Born in Florida, Missouri, in 1835, Samuel Clemens moved to Hannibal, Missouri, a Mississippi River town, when he was four. When Samuel was 11, his father died, and the boy went to work to help support his family. At 13, he began working as a printer's apprentice for his brother Orion, who published a newspaper in Hannibal. As a young man, Clemens worked as a printer in a number of towns and cities, including New York, Philadelphia, and St. Louis.
For years, Samuel had written short, funny stories and tall tales about life in America. He had even published a few. But about 1857, on a trip down the Mississippi, he abandoned his writing to pursue a lifelong dream -- becoming a riverboat pilot. After 18 months of hard work, he earned his pilot's license. Altogether, Twain spent four years steaming up and down the Mississippi.
When the Civil War broke out, Twain spent a few weeks in the Confederate army before resigning and heading to Nevada, where his brother Orion had been appointed territorial secretary. While there, Clemens began to write again -- and adopted the pen name "Mark Twain." A term used in river navigation, "mark twain" means water that is two fathoms (or about 12 feet) deep.
Twain's experiences in the first three decades of his life became fodder for the stories he would later write. One famous Civil War-era incident, which Twain later recounted in Roughing It, immortalized a container of common flour as the National Sanitary Flour Sack. In 1864, a Nevada man named Reuel Gridley received a 50-pound sack of flour as payment for a wager, and decided to auction it off, with the proceeds going to the newly-formed United States Sanitary Commission, a forerunner of the Red Cross. The winner of the auction immediately put the flour up for auction again, and so did the next winner. The sack changed hands over and over, and traveled from town to town, but remained on the auction block as Gridley raised the astonishing sum of $150,000 for wounded Union soldiers and sailors. As Twain would later describe it, the coincidence of flush times for Nevada prospectors and the growing need for charitable contributions for the war was a "happy thing." In the days of the Nevada mining boom, explained Twain, "money was wonderfully plenty. The trouble was, not how to get it, but how to spend it, how to lavish it, get rid of it, squander it."

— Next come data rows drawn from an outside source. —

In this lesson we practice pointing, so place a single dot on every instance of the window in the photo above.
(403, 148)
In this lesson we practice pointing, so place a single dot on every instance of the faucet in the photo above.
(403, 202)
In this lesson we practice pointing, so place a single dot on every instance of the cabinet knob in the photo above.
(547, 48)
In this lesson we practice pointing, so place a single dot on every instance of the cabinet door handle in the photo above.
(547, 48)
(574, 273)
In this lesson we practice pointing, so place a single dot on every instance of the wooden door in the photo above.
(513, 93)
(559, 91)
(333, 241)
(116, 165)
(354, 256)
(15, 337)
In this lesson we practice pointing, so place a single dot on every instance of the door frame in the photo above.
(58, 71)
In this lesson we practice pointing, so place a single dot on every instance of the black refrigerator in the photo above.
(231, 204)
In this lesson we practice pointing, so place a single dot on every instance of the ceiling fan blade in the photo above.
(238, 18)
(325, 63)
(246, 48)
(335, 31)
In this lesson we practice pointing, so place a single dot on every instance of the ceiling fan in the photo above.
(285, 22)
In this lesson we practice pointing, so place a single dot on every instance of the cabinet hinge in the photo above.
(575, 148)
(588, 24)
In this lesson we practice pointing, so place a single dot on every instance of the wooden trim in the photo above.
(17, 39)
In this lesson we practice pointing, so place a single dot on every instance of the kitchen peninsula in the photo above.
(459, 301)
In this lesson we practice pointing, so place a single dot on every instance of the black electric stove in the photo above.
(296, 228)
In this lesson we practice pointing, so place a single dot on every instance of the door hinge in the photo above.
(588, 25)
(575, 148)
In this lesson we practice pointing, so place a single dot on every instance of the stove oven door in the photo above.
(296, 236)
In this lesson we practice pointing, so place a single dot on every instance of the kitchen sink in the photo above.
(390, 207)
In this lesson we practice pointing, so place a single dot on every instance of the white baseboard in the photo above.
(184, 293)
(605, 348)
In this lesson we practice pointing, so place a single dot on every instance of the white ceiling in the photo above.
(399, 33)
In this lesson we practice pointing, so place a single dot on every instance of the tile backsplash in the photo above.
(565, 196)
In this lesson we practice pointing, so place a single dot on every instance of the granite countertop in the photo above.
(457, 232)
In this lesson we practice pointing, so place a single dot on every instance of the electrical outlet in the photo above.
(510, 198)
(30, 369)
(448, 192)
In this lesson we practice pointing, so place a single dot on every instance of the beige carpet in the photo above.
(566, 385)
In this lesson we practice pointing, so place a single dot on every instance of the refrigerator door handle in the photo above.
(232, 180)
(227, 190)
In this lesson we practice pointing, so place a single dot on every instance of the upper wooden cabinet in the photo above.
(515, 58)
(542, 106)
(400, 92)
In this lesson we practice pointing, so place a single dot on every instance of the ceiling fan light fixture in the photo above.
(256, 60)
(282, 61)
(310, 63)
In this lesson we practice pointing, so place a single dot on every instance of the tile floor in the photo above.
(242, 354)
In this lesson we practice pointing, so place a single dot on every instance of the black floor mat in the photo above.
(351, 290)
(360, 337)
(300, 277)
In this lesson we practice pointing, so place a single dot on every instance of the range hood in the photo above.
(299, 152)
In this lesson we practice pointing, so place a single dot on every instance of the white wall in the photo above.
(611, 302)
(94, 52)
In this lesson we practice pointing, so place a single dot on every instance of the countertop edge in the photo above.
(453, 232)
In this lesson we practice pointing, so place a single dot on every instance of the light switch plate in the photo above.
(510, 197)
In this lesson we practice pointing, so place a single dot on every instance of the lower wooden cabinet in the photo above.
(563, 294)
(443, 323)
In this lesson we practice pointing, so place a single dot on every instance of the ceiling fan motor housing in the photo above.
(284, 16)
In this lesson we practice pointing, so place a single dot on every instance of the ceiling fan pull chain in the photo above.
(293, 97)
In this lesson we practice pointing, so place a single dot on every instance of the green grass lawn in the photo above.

In 1865 Twain published "The Celebrated Jumping Frog of Calaveras County," a humorous tale that earned him national attention. He followed it with Innocents Abroad, his first best-selling book, in 1869. It told the story of a trip he'd taken to Europe and the Middle East.
Twain married a woman named Olivia Langdon in 1870. At their home in Hartford, Connecticut, Twain wrote the novels that made him an American treasure. Among these were Roughing It (1872), Tom Sawyer (1876), and Huckleberry Finn (1884). The books sold well, but Twain struggled financially. A poor businessman, he invested much of his earnings in worthless inventions, and was often in debt. But his relationship with Ulysses S. Grant helped Twain bring in some desperately needed cash.

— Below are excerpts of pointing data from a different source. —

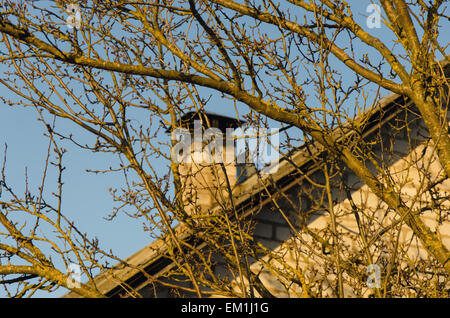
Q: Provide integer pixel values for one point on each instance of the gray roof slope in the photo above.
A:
(152, 259)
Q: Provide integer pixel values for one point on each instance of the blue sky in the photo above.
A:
(86, 197)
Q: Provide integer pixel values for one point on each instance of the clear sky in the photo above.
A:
(86, 198)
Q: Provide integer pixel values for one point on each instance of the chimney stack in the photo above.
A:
(208, 148)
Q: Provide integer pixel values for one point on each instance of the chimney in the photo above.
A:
(207, 149)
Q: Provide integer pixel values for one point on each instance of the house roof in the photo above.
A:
(152, 258)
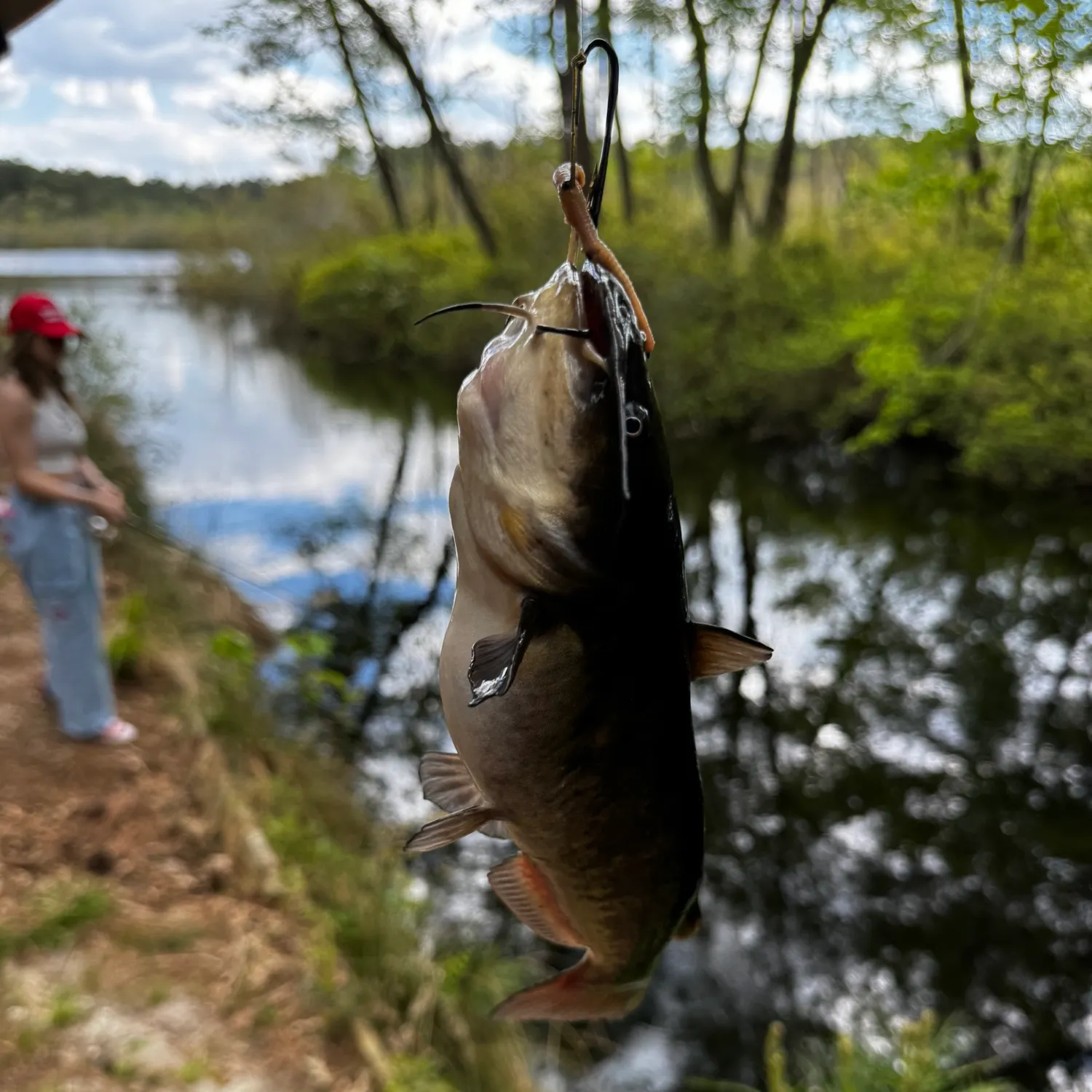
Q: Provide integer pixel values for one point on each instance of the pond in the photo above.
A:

Twain had heard a rumor that the ex-president and Civil War hero was interested in publishing his memoirs. He visited Grant and proposed a deal. If Grant would let Twain publish his memoirs, he would give Grant 75% of the profits. Like Twain, Grant suffered financial troubles. After some consideration, he agreed to let Twain do the job.
Charles L. Webster & Company, a publisher co-owned by Twain and his niece's husband, published Grant's Memoirs in 1885, shortly after Grant's death. Twain sent salesmen all over the country to sell the work, which was offered as a two-volume set with a choice of three bindings. Many of the salesmen were Civil War veterans. They wore their army uniforms to create sympathy for Grant, who had died just days after finishing his manuscript.
Twain appreciated Grant's writing, and he praised the Memoirs sincerely. Of Grant he wrote, "this is the simple soldier, who, all untaught of the silken phrase-makers, linked words together with an art surpassing the art of the schools and put into them a something which will still bring to American ears, as long as America shall last, the roll of his vanished drums and the tread of his marching hosts."
Grant's memoirs won critical acclaim, and about 300,000 sets were sold. His widow Julia received over $400,000 in royalties from the project. Twain made as much as $100,000, but continued to struggle. Webster & Company went bankrupt. Twain was forced to write and lecture to pay off his debts, which he finally succeeded in doing. The deaths of his wife and two daughters contributed to the deep sadness that Twain experienced in his later years. He died in Redding, Connecticut, in 1910, with his autobiography unfinished.